As to the financial condition of the debtor at the time the charges in question were made, the debtor testified that she had lost a second job in June of 1981 which diminished her income by $200.00 a month (N.T. 7/19/82 at 40). Furthermore, in determining whether or not an attorney had been consulted concerning the filing of a petition for relief before the charges in question were made, we take note of the debtor's testimony that she did not, after November of 1981, open any of the billings from the creditor herein or any other creditors "after having discussed this with my attorney. I just automatically threw them in the trash can" (N.T. 7/19/82 at 39).

Therefore, when we consider the debtor's actions in light of her prior use of the credit card (the debtor averaged approximately *984 two (2) charges per month prior to September of 1981, N.T. 7/19/82 at 12), and when we further consider the debtor's conduct in not reading her bank statements and her reasons for not doing so, we must conclude, using the six aforementioned factors as a guide, that the present record indicates that the debtor made the purchases in question without intending to pay for them and in contemplation of filing a petition for relief under the Code.
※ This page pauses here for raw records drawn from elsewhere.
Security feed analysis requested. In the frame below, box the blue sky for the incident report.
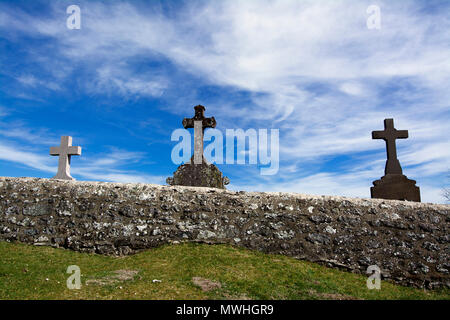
[0,0,450,202]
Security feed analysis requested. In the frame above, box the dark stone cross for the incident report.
[166,105,230,189]
[372,119,408,175]
[183,105,216,164]
[50,136,81,180]
[370,119,420,202]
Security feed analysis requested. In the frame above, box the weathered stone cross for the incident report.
[183,105,216,164]
[372,119,408,175]
[50,136,81,180]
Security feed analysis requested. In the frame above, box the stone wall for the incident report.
[0,178,450,288]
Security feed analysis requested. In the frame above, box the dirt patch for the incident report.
[86,270,139,286]
[192,277,222,292]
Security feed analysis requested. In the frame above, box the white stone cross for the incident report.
[50,136,81,180]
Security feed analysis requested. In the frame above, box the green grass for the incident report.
[0,242,450,299]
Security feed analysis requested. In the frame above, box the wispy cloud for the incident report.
[0,0,450,200]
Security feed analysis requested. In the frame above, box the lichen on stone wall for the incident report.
[0,178,450,288]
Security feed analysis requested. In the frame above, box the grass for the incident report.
[0,242,450,300]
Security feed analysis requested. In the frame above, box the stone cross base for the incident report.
[370,174,420,202]
[166,162,230,189]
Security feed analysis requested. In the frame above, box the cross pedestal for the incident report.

Consequently, we conclude that the debt of $761.95 owed to the creditor by the debtor is nondischargeable pursuant to section 523(a)(2)(A) of the Code.

NOTES

[1] This opinion constitutes the findings of fact and conclusions of law required by Rule 752 of the Rules of Bankruptcy Procedure.

[2] In addition, the bankruptcy specialist for the Philadelphia National Bank testified that the bank has no record of the debtor ever having contacted it that there were unauthorized purchases on her account (N.T. 7/19/82 at 14).